On 23 November 1996, Ethiopian 961 (a Boeing 767-200ER) ditched in shallow water 500 meters from land after being hijacked and running out of fuel. Unable to operate flaps, it impacted at high speed, dragging its left wingtip before tumbling and breaking into three pieces. The panicking hijackers were fighting the pilots for the control of the plane at the time of the impact, which caused the plane to roll just before hitting the water, and the subsequent wingtip hitting the water and breakup are a result of this struggle in the cockpit. Of 175 on board, 52 survived. Some passengers were killed on impact or trapped in the cabin when they inflated their life vests before exiting. Most of the survivors were found hanging onto a section of the fuselage that remained floating. The survival rate was 30%.
On 12 September 1993, while landing in poor weather conditions at Papeete Faaa airport, Tahiti, an Air France Boeing 747 registered F-GITA hydroplaned, overshot the runway and ended in a lagoon. All 272 passengers and crew evacuated successfully, even though the engines were still running and there was a risk of ingestion. The survival rate was 100%.
In 1993 China Airlines Flight 605 (Boeing 747-409) ended up in water after it overran runway 13 at Kai Tak International Airport on landing during a typhoon with wind gusting to gale force. All of the 396 occupants donned life-vests, boarded the eight slide/rafts and no fatalities resulted. The airframe remained above water even after the aircraft was evacuated.
In 1989, USAir 5050, a Boeing 737-401 with 63 people aboard overran the runway, landing in the East River and breaking into three pieces, sustained two deaths.
In 1985 a DC-10, of American Airlines taking off from Muñoz Marín Airport in Puerto Rico to Dallas-Fort Worth International Airport in Texas overran the runway and nosedived into a nearby lake. No one was injured.
World Airways Flight 30 slid of the runway and landed in the bay.
In 1982, Air Florida Flight 90 went down in the Potomac river after taking off from Washington National Airport. Only 6 out of 79 passengers and crew survived the initial crash, with one of the survivors eventually drowning after helping others to safety.
On 7 August 1980, a Tupolev 154B-1 operated by Tarom Romanian Airlines ditched in the water, 300m short of the runway at Nouadhibou Airport (NDB/GQPP), Mauritania. 1 passenger out of 168 passengers and crew died. The survival rate was 99%.

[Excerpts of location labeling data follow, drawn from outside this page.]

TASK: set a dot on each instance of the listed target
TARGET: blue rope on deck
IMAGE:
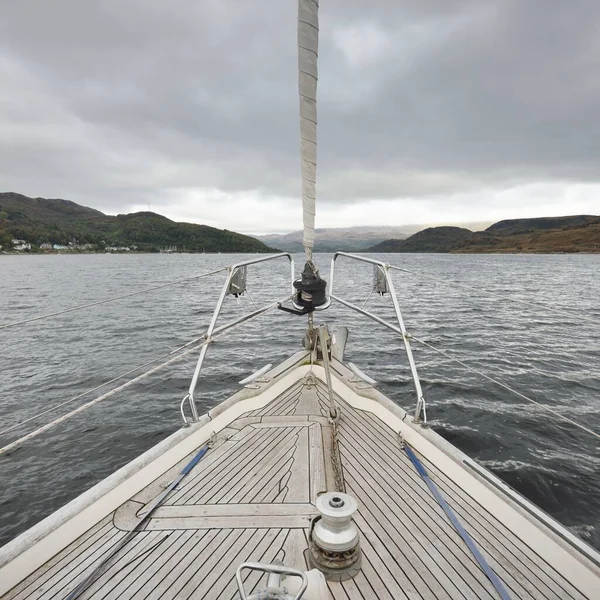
(485, 567)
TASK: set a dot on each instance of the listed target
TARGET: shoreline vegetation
(543, 235)
(40, 225)
(56, 226)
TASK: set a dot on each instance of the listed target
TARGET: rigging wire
(95, 389)
(560, 311)
(183, 351)
(503, 385)
(129, 295)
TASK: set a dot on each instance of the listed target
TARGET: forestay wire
(503, 385)
(308, 50)
(107, 300)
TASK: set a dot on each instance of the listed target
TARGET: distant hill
(55, 221)
(578, 233)
(349, 239)
(432, 239)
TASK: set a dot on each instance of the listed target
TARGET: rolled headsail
(308, 49)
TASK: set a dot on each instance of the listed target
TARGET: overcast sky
(434, 111)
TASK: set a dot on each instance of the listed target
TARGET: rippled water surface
(461, 304)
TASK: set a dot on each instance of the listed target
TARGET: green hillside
(49, 221)
(578, 233)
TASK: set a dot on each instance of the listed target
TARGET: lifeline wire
(81, 306)
(115, 379)
(83, 407)
(185, 350)
(492, 294)
(504, 385)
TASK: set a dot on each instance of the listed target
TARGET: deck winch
(334, 541)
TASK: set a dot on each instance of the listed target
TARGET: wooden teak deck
(252, 496)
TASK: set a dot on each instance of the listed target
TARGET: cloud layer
(428, 112)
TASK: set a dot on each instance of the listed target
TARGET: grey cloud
(119, 101)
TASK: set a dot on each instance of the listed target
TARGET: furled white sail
(308, 48)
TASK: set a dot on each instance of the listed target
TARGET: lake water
(553, 358)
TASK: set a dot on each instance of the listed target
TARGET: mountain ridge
(54, 221)
(564, 234)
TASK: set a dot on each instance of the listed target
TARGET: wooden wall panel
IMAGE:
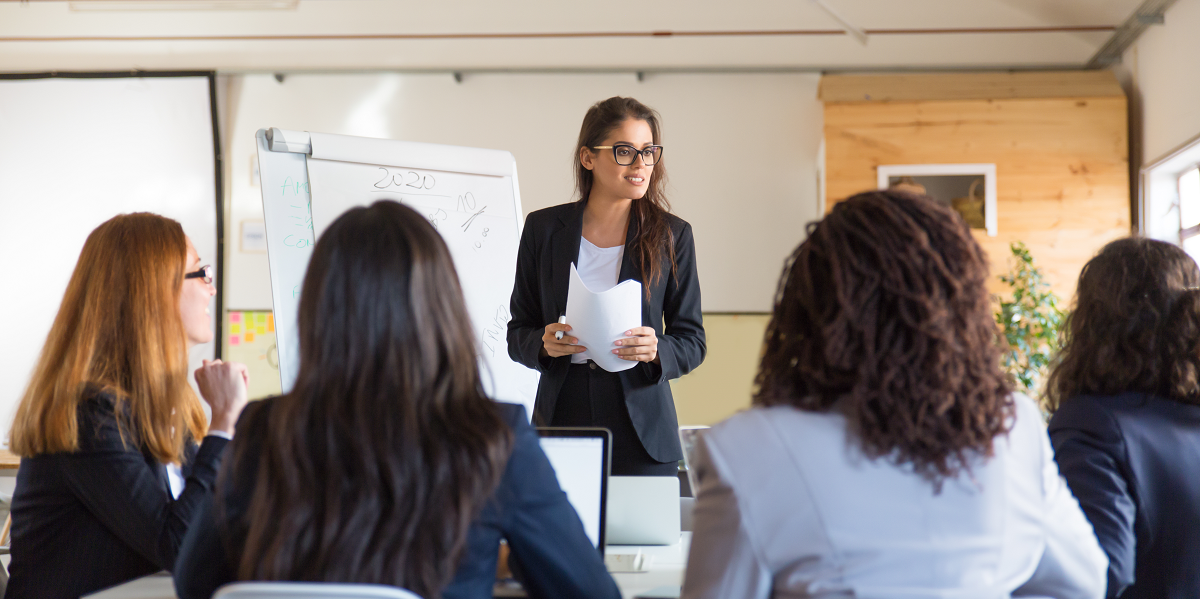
(1062, 177)
(916, 87)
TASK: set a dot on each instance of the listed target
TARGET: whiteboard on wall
(748, 209)
(470, 196)
(73, 154)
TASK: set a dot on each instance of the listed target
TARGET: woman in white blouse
(885, 454)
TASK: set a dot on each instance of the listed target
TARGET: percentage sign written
(472, 219)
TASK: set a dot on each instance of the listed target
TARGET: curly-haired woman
(1124, 393)
(885, 454)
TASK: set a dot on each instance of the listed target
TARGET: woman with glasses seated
(886, 454)
(1125, 424)
(387, 463)
(620, 228)
(111, 473)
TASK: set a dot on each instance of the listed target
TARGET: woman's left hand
(640, 345)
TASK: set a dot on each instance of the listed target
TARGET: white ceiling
(94, 37)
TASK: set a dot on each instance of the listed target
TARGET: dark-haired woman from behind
(1125, 424)
(885, 454)
(386, 463)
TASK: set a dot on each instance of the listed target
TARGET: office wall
(741, 153)
(1062, 173)
(1161, 72)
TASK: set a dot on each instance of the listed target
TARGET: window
(1188, 203)
(1170, 198)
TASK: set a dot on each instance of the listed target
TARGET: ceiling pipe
(852, 29)
(1149, 12)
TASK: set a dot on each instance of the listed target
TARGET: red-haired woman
(1124, 394)
(885, 455)
(620, 228)
(109, 472)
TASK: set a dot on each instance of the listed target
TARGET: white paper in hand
(598, 319)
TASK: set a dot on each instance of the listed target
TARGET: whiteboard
(73, 154)
(747, 214)
(468, 195)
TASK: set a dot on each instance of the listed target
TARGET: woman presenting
(621, 228)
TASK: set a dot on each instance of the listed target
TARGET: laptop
(580, 457)
(643, 510)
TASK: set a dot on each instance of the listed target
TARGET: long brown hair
(652, 234)
(884, 307)
(375, 465)
(1134, 325)
(118, 329)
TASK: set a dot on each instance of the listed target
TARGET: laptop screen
(579, 463)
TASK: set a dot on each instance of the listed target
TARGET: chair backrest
(310, 591)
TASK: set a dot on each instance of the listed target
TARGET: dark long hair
(1133, 327)
(375, 465)
(652, 234)
(884, 309)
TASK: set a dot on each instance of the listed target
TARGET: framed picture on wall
(968, 189)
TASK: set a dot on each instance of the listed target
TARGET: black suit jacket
(529, 509)
(550, 244)
(102, 515)
(1133, 462)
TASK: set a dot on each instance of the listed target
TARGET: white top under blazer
(598, 268)
(788, 507)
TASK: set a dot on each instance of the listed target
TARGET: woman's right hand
(559, 347)
(223, 388)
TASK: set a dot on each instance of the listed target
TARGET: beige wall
(1163, 75)
(721, 385)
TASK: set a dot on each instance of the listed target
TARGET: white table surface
(665, 570)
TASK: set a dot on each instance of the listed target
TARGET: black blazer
(1133, 462)
(529, 509)
(102, 515)
(550, 243)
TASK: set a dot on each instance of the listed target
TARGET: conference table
(665, 570)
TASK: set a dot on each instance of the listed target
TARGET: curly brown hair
(1133, 327)
(884, 310)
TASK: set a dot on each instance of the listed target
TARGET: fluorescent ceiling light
(184, 5)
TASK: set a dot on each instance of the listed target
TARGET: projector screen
(75, 151)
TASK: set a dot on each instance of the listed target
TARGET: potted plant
(1029, 321)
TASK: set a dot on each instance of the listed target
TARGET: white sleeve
(722, 562)
(1073, 564)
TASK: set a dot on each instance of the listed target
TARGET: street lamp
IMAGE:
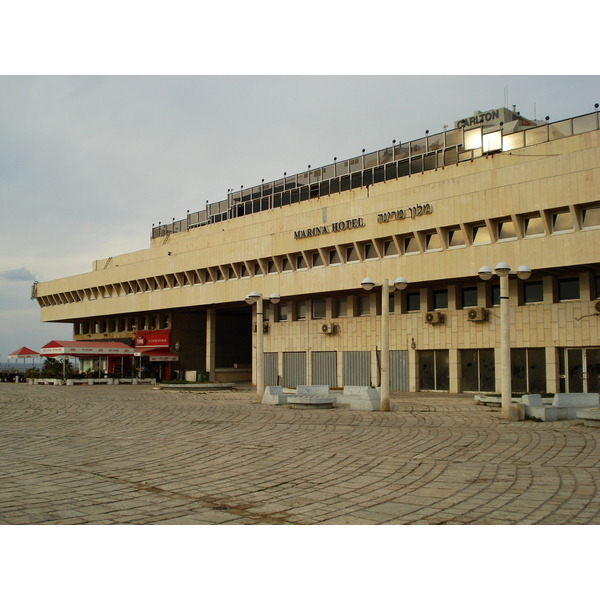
(502, 270)
(368, 284)
(256, 298)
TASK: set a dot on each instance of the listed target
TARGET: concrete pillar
(454, 372)
(211, 342)
(552, 373)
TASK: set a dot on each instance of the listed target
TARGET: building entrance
(579, 370)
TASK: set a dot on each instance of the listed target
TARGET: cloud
(21, 274)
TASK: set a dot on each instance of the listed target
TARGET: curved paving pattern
(130, 454)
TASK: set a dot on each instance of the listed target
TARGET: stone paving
(136, 455)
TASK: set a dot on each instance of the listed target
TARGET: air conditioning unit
(477, 313)
(434, 317)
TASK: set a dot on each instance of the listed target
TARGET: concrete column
(505, 347)
(552, 373)
(454, 372)
(385, 346)
(211, 342)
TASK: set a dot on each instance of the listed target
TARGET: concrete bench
(312, 396)
(590, 416)
(578, 400)
(564, 406)
(306, 396)
(302, 401)
(274, 395)
(360, 397)
(570, 404)
(535, 407)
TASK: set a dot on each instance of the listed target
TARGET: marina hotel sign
(394, 215)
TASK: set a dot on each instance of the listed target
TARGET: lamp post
(503, 270)
(368, 284)
(256, 298)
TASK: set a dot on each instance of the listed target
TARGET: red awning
(158, 355)
(82, 349)
(153, 338)
(24, 352)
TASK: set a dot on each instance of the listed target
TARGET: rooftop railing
(401, 160)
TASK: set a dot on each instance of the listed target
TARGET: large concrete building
(495, 188)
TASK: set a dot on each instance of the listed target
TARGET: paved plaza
(136, 455)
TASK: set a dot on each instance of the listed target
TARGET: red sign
(153, 339)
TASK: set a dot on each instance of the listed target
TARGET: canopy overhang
(83, 349)
(158, 355)
(24, 352)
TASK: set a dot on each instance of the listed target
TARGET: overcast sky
(91, 156)
(89, 163)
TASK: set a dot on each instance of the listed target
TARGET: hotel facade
(495, 188)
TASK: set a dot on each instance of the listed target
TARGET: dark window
(528, 370)
(533, 291)
(568, 289)
(364, 306)
(440, 299)
(318, 307)
(413, 301)
(495, 289)
(300, 262)
(469, 296)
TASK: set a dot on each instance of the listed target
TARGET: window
(282, 311)
(301, 310)
(364, 306)
(334, 257)
(300, 262)
(534, 226)
(533, 291)
(590, 218)
(440, 299)
(370, 251)
(341, 306)
(568, 289)
(528, 370)
(456, 238)
(432, 242)
(389, 248)
(481, 235)
(410, 245)
(507, 231)
(413, 301)
(351, 254)
(468, 296)
(562, 221)
(318, 309)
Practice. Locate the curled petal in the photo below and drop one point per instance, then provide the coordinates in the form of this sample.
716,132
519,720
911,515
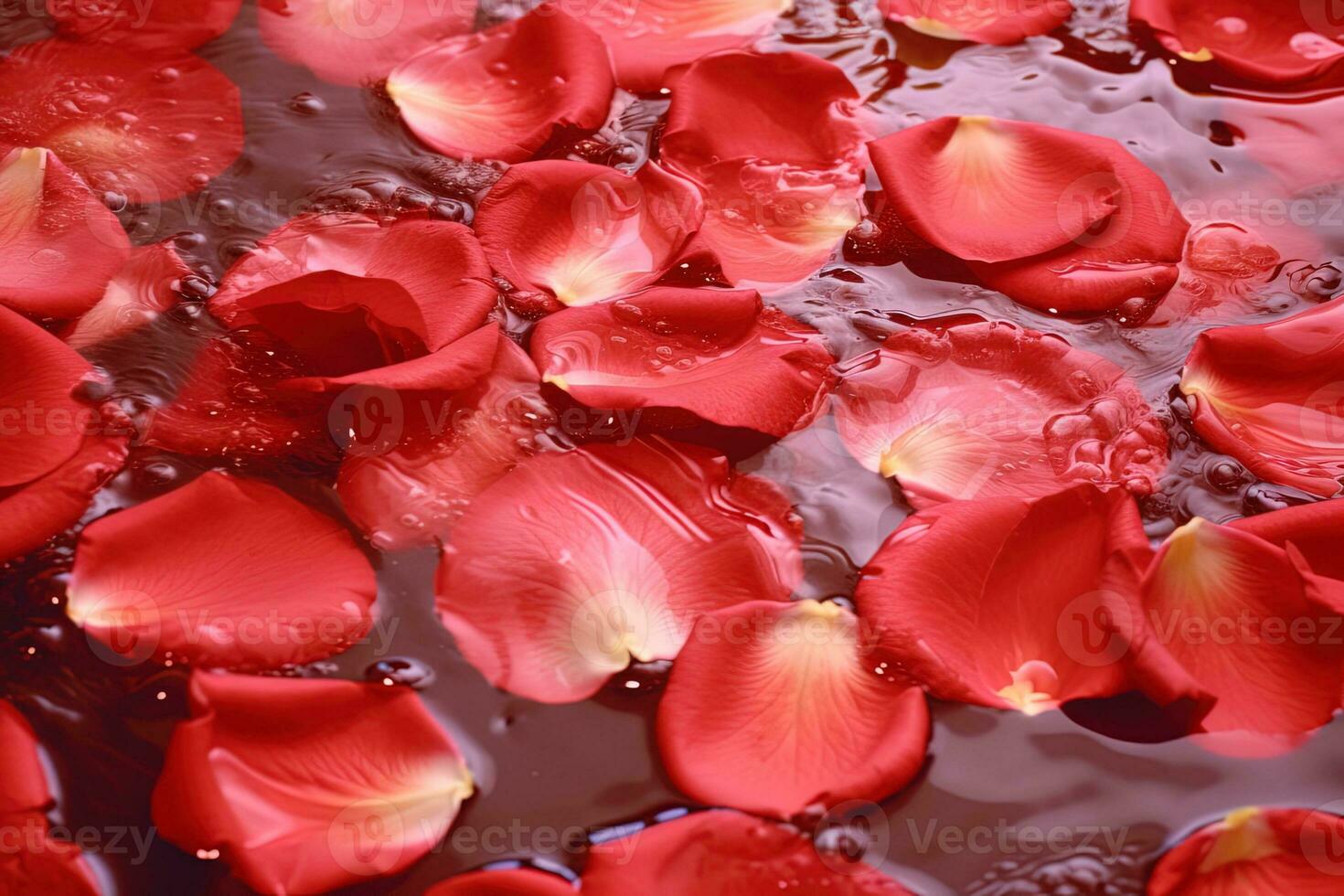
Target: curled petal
308,784
991,189
1310,528
1249,623
783,186
988,409
1054,219
575,564
777,707
1020,603
1255,850
649,37
502,93
585,232
222,410
715,354
1272,395
726,853
453,446
35,863
515,881
258,579
997,23
155,27
43,423
35,511
349,42
58,242
144,132
31,861
1275,43
137,293
351,293
23,781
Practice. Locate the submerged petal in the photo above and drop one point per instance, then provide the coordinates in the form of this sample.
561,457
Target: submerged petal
717,354
143,132
575,564
997,23
1020,603
1255,850
1252,624
58,242
726,853
308,784
348,42
502,93
783,185
1275,43
1272,395
152,27
586,232
257,579
989,409
649,37
777,707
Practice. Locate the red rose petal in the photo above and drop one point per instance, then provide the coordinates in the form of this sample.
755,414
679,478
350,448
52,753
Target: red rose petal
997,23
31,861
1310,528
503,883
42,422
35,511
58,242
1054,219
349,42
257,579
453,448
1255,850
23,779
1020,603
992,189
1230,607
146,132
139,292
1272,395
717,354
758,696
783,185
228,406
351,293
551,590
988,410
1277,43
308,784
133,25
649,37
585,232
726,853
502,93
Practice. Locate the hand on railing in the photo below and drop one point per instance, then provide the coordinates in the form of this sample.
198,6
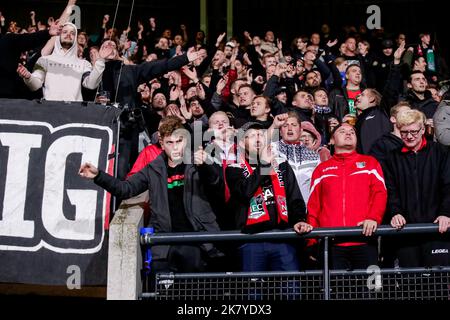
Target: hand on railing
303,227
444,223
398,221
369,227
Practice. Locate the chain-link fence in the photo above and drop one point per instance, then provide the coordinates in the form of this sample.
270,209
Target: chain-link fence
326,284
393,284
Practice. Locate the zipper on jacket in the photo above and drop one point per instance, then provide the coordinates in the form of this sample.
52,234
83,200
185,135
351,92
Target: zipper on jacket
416,180
344,184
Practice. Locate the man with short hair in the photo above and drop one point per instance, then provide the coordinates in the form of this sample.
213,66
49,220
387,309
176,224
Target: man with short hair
392,140
260,111
303,104
372,122
418,182
62,73
358,181
173,183
418,96
269,199
343,99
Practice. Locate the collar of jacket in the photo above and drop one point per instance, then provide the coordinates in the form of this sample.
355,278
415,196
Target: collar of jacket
413,97
422,145
345,156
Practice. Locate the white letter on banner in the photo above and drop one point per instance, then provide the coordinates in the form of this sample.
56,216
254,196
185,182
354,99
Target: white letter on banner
85,201
374,20
20,144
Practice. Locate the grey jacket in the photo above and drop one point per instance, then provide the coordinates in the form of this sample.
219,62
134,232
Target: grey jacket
153,177
441,120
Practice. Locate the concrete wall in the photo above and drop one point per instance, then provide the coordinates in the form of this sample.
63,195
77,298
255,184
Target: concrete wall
124,255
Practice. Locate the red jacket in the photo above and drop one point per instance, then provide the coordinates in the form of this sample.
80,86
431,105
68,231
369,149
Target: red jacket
345,190
146,156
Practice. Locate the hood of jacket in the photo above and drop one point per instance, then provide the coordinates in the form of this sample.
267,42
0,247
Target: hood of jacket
308,126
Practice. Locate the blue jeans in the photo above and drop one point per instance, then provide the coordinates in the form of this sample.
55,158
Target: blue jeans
266,256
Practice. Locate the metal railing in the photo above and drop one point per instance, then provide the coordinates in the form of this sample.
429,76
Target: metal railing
326,284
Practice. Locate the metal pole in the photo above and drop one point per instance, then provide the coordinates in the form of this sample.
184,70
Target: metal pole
116,162
226,236
204,16
229,18
326,269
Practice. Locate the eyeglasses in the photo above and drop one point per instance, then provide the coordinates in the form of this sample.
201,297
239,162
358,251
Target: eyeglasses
414,133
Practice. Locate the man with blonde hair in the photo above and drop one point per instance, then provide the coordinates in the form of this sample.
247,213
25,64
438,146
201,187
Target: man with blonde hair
418,183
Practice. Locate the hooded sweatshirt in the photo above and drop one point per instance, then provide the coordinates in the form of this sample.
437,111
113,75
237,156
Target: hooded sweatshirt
62,73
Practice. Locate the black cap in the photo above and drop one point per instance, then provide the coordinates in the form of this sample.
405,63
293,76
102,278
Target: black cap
247,126
157,91
387,44
280,90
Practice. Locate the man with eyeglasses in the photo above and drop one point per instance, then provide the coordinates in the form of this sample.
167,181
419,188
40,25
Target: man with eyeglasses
418,183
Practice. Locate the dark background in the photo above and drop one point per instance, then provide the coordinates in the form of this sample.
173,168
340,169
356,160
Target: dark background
288,18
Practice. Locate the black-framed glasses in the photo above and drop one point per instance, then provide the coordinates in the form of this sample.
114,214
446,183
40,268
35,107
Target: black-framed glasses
414,133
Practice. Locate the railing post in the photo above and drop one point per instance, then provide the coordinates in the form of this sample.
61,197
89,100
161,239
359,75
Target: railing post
326,269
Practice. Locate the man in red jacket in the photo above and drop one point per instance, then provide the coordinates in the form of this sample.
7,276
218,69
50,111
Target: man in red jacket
347,190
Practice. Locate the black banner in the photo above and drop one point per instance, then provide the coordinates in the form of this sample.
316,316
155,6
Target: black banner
53,223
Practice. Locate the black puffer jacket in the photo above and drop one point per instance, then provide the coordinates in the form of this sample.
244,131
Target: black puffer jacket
427,106
154,178
372,124
418,183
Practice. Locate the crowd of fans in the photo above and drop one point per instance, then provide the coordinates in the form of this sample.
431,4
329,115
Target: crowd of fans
335,132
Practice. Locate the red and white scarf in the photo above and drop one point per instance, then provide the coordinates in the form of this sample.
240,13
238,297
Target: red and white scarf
257,212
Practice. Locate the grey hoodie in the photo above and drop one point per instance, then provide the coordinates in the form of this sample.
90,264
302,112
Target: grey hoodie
62,73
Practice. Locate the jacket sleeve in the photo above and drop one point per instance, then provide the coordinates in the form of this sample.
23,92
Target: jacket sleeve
25,42
442,124
295,202
271,87
314,202
445,183
394,206
378,194
135,185
36,81
244,188
154,69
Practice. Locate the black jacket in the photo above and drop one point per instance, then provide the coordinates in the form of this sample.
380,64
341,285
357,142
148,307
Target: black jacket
153,177
418,184
11,45
427,106
385,145
372,123
243,189
133,75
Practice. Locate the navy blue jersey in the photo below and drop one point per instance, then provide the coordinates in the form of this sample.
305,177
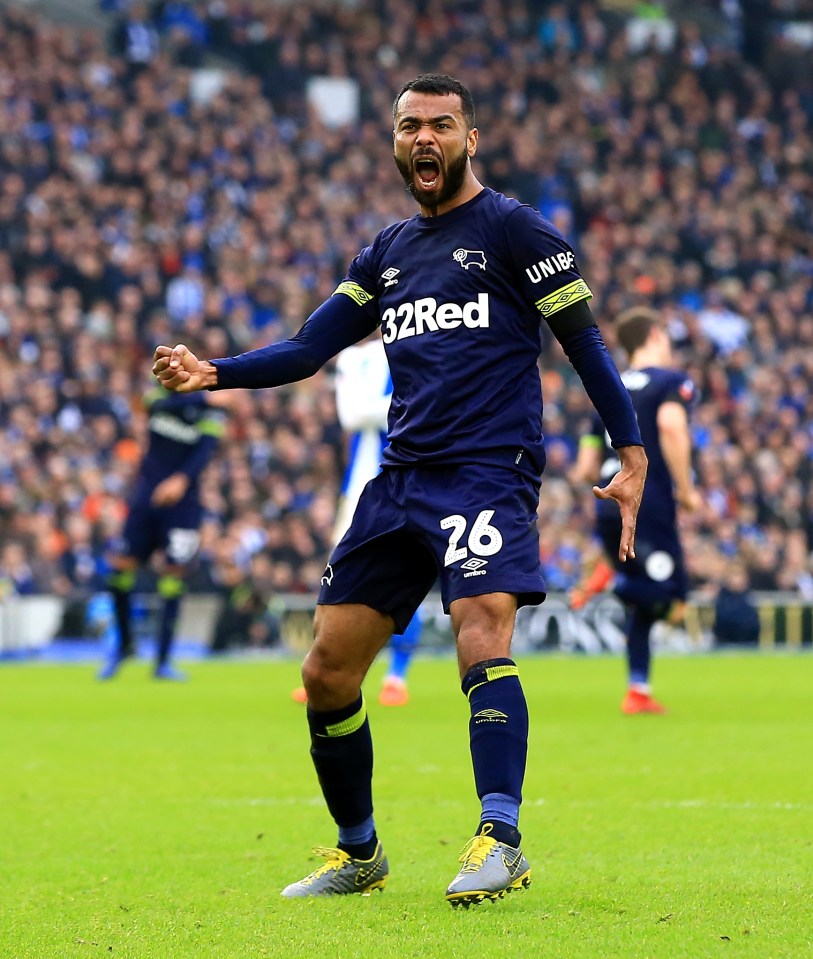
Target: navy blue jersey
649,388
459,298
183,433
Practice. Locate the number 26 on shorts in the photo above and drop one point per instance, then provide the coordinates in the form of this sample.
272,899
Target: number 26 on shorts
484,540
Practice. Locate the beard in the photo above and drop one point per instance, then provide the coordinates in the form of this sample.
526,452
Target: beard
454,175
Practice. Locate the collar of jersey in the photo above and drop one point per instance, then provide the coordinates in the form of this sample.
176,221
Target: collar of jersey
435,222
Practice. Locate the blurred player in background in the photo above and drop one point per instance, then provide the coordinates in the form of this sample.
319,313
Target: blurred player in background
164,517
653,585
363,394
459,291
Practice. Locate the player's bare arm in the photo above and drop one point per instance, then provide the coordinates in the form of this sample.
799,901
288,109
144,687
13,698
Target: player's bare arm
627,488
339,322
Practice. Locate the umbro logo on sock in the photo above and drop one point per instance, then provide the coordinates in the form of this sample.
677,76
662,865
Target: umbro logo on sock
490,716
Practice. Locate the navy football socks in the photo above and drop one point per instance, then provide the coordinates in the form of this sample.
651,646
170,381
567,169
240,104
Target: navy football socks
498,733
342,752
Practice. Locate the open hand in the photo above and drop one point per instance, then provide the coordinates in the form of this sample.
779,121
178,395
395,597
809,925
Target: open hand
627,488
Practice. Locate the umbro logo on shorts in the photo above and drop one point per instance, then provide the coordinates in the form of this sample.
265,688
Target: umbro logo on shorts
490,716
474,567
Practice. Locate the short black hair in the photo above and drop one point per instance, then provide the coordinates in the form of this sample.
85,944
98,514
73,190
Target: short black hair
633,326
439,85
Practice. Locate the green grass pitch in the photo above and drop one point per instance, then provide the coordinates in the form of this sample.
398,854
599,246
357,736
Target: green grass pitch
153,821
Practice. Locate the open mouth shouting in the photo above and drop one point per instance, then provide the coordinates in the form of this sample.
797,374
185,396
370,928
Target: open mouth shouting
427,172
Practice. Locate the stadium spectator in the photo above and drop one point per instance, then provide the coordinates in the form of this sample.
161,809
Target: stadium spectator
654,585
164,516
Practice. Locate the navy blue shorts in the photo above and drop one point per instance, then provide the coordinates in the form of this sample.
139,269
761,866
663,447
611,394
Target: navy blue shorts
171,529
657,576
472,527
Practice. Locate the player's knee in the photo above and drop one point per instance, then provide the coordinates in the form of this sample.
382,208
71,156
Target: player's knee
325,675
484,626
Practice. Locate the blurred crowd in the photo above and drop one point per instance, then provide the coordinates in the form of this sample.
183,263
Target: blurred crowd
144,201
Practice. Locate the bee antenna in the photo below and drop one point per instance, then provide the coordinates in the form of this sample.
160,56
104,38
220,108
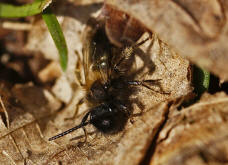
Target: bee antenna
68,131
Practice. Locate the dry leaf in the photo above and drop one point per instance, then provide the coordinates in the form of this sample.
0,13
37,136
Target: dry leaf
36,119
195,135
195,29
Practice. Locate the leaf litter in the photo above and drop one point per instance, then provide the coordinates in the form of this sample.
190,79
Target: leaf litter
40,113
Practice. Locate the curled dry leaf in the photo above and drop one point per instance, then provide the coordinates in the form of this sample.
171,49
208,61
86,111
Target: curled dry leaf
195,135
195,29
27,119
152,60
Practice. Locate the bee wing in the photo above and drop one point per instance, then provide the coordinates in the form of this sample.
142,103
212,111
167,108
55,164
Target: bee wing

In 1978 National Airlines Flight 193 a Boeing 727 Trijet, unintentionally landed in the waters of Escambia Bay near Pensacola Florida after coming down short of the runway during a foggy approach. There were 3 fatalities among 52 passengers and 6 crewmembers, a 95% survival rate. 
On 22 November 1968 Japan Airlines Flight 2, a DC-8-62 landed short of the runway in San Francisco Bay on approach to San Francisco International Airport. There were no fatalities, and the aircraft itself was in good enough condition to be removed from the water, rebuilt, and flown again.
There is a distinction between a controlled ditching and simply crashing (not even crash-landing) into the water; the latter is capable of killing everyone upon impact and disintegrating the plane. For example:
Armavia Flight 967 killed all 113 aboard in 2006;
Alaska Airlines Flight 261 killed all 88 aboard in 2000;
Kenya Airways Flight 431: 10 of 179 (6%) survived in a sea crash off Côte d'Ivoire in 2000;
EgyptAir Flight 990 killed all 217 aboard in 1999;
Swissair Flight 111 killed all 229 aboard in 1998;
SilkAir Flight 185 killed all 104 aboard in 1997; and
American Airlines Flight 320: 8 of 73 (11%) survived in a landing in New York City's East River in 1959.
On a smaller scale, John F. Kennedy, Jr. and his two passengers died in a water crash. As pilot and columnist Patrick Smith comments, these crashes tend to be more memorable than controlled water landings, perhaps fueling the public's suspicions of the survivability of aircraft that hit water.